The first and best role model any boy can have is his father, of course. From watching dad, boys can learn how to treat a woman, how to raise a family, and what constitutes responsible behavior. However, because no one really wants to become their father, boys are forced to look elsewhere for additional examples of manhood. They look to their teachers and their friends. They look to popular culture and they look to history. And, perhaps above all, they look to professional sports. Most sports are traditionally masculine to some degree, teaching competitiveness and camaraderie, sportsmanship and fairness. And a healthy respect for following and breaking the rules. And with their impressive skills and physiques, athletes look the part of the man, usually far more so than a boy's father. It's easy to understand why boys look up to them.
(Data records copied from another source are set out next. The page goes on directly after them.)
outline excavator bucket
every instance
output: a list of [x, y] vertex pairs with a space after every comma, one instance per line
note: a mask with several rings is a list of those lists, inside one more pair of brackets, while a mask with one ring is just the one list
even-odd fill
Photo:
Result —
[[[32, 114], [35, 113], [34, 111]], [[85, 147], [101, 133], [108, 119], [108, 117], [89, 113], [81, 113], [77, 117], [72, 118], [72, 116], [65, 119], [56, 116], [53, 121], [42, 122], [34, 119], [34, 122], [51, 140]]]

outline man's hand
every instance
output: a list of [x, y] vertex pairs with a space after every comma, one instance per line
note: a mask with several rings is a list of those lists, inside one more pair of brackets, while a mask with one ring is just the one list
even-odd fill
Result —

And so, millions of boys in every generation aspire not just to be athletes like their heroes, but to be their heroes. But no one, at that age, really has any idea what their heroes are like when they aren't in the public eye. And so, those knowledge gaps are filled with versions of their idols conforming to whatever ideal of manhood the boy has, forgetting that many of their idols are in their early 20s (barely men themselves) and (by the nature of the environment they inhabit and how they've been treated) are essentially overgrown adolescents anyway.
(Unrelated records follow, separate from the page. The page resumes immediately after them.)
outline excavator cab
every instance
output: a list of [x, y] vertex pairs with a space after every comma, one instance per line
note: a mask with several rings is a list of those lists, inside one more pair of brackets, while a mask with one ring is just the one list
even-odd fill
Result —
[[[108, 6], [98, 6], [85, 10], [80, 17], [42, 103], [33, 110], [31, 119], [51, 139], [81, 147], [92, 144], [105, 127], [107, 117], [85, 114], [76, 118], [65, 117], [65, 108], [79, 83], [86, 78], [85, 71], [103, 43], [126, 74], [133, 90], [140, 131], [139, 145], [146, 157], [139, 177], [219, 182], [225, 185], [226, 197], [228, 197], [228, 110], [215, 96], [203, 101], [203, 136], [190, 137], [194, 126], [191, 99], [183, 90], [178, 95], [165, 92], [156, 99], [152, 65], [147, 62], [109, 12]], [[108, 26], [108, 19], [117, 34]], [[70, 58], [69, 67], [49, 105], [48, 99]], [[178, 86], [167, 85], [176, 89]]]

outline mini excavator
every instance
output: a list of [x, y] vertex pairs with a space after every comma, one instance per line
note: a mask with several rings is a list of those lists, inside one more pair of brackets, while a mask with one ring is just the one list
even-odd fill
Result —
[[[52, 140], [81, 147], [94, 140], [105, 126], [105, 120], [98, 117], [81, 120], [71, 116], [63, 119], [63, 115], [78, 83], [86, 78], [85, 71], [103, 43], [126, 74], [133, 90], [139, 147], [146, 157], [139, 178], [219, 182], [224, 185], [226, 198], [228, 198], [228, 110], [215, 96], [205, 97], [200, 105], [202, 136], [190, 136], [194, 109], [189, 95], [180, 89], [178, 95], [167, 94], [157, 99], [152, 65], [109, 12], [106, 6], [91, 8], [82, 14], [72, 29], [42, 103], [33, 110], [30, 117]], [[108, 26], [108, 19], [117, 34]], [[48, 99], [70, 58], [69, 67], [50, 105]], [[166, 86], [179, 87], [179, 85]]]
Indeed, it is impossible for any generation to truly know its idols (at least until the biopic comes out. Not Mohammad Ali, not Mickey Mantle. Not Evel Knievil, not Reggie Jackson. Not Michael Jordan, not Kirby Puckett. Not Albert Pujols, Greg Maddux, Peyton Manning, Tom Brady, LeBron James, Dwayne Wade, or Michael Phelps. Indeed, except for very brief moments, you don't get to see the man behind the athlete's curtain. Unless you can walk a mile in their shoes, you'll never know exactly what kind of men they are/were.
And, it turns out, you may not want to walk a mile in their shoes. In a delightfully candid moment, Hall of Fame 3B George Brett pulled back the magic curtain that separates Brett the man from Brett the ballplayer, and you find out what George Brett does to his shoes (and his pants). The results are not safe for work (though they are relatively quiet). (note: the embedded video has been repaired)
(h/t to Shysterball)
Thousands of 30-40 year olds in Kansas City are weeping openly today as The Common Man writes this. Perhaps that curtain is best left where it is.
Now, who's the pitcher for this game?